Nor is it possible to
develop an alternative system to the WTO from scratch within any reasonable
timeframe. But an existing trade pact can complement its functions: the
Comprehensive and Progressive Agreement for Trans-Pacific Partnership (CPTPP)
can provide a framework for ambitious trade liberalization and rigorous rules,
covering a broad swath of the world. The CPTPP is the successor agreement to
the Trans-Pacific Partnership, a trade agreement signed in 2016 by 12
countries—Australia, Brunei, Canada, Chile, Japan, Malaysia, Mexico, New
Zealand, Peru, Singapore, the United States, and Vietnam. The United States
never ratified the agreement, and Trump formally withdrew the country in 2017.
In 2018, the 11 remaining members, led by Japanese Prime Minister Shinzo Abe,
revived the deal as CPTPP. Even without the United States, CPTPP members
represent a combined 14 percent of global GDP. The pact significantly reduces
barriers to trade, including tariffs, and enforces rules governing intellectual
property, government procurement, investment, and more. It also has a process
for settling trade disputes among its members. In a sense, CPTPP is an
alternate WTO, or a “super WTO”—a much smaller club, but with deeper trade
liberalization and higher regulatory standards.
CPTPP is already
expanding beyond the Pacific region, adding the United Kingdom in 2024.
Countries in Asia, such as Indonesia, the Philippines, South Korea, and
Thailand, are natural candidates and should be encouraged to participate. They
will have to satisfy entry criteria and be accepted by the current members,
which should be achievable. To serve as a global trade framework, however,
CPTPP will need to expand further, particularly to EU and non-EU countries in
Europe, such as Norway and Switzerland, all of which should be able to qualify
for entry. The EU itself is a rule-making institution, which may make its
members wary of joining CPTPP. But the benefits of participating in a much
larger trade bloc that supplements the weakened WTO system should outweigh any
downside for Europe of negotiating trade rules with CPTPP members.
Keeping the Door Open
Bold but pragmatic
measures are necessary to strengthen the multilateral trading system amid the
latest U.S. efforts to undermine it. No country can achieve economic security
alone, not even the United States; resilient supply chains depend on having reliable
partners to trade with. Trade is the best way to avoid
overdependence on any one country, whether that is dependence on exports to the
United States that may impose steep tariffs at any time or dependence on China
for supplies of critical minerals and clean energy products.
Trump’s tariffs
complicate international efforts to reduce this dependence on China. In recent
years, the United States has been leading multilateral efforts to develop
alternative supply chains for critical minerals and clean energy technologies.

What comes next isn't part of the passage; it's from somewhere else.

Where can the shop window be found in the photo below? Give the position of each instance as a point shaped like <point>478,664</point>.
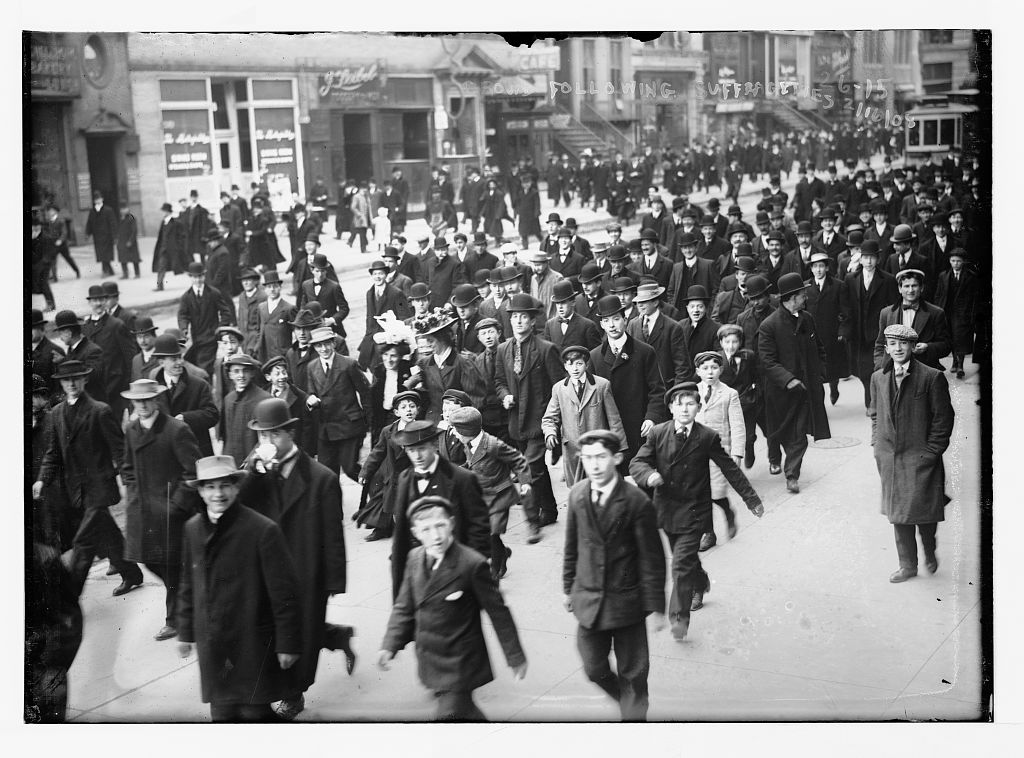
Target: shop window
<point>182,90</point>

But tariffs will erect walls that break those links. If Washington
will not be a reliable partner, other countries will need to build these supply
chains among themselves. Japan has already been working with Australia and
India to source rare earths. But Tokyo should be doing more. Japan’s friends in
Asia, as well as Canada and countries across Africa, Europe, Latin America, and
the Middle East, could all play a role in developing critical mineral and clean
energy supply chains.
All of these measures
to strengthen global trade rules and shore up critical supply chains would have
a much greater effect if the United States were to join. That door should
remain wide open, but merely hoping for the United States to change its thinking
is not a strategy. Japan and like-minded countries need to mitigate the damage
of U.S. tariffs—current and potential—and in the process find ways to expand
trade and boost their economic security while augmenting the international
trade system.
If the rest of the
world demonstrates that it can cooperate and prosper without the United States,
future American leaders and the American people may come to see the benefits of
participating in global initiatives once again. That outcome would be good for
Japan, good for the world, and even good for the United States.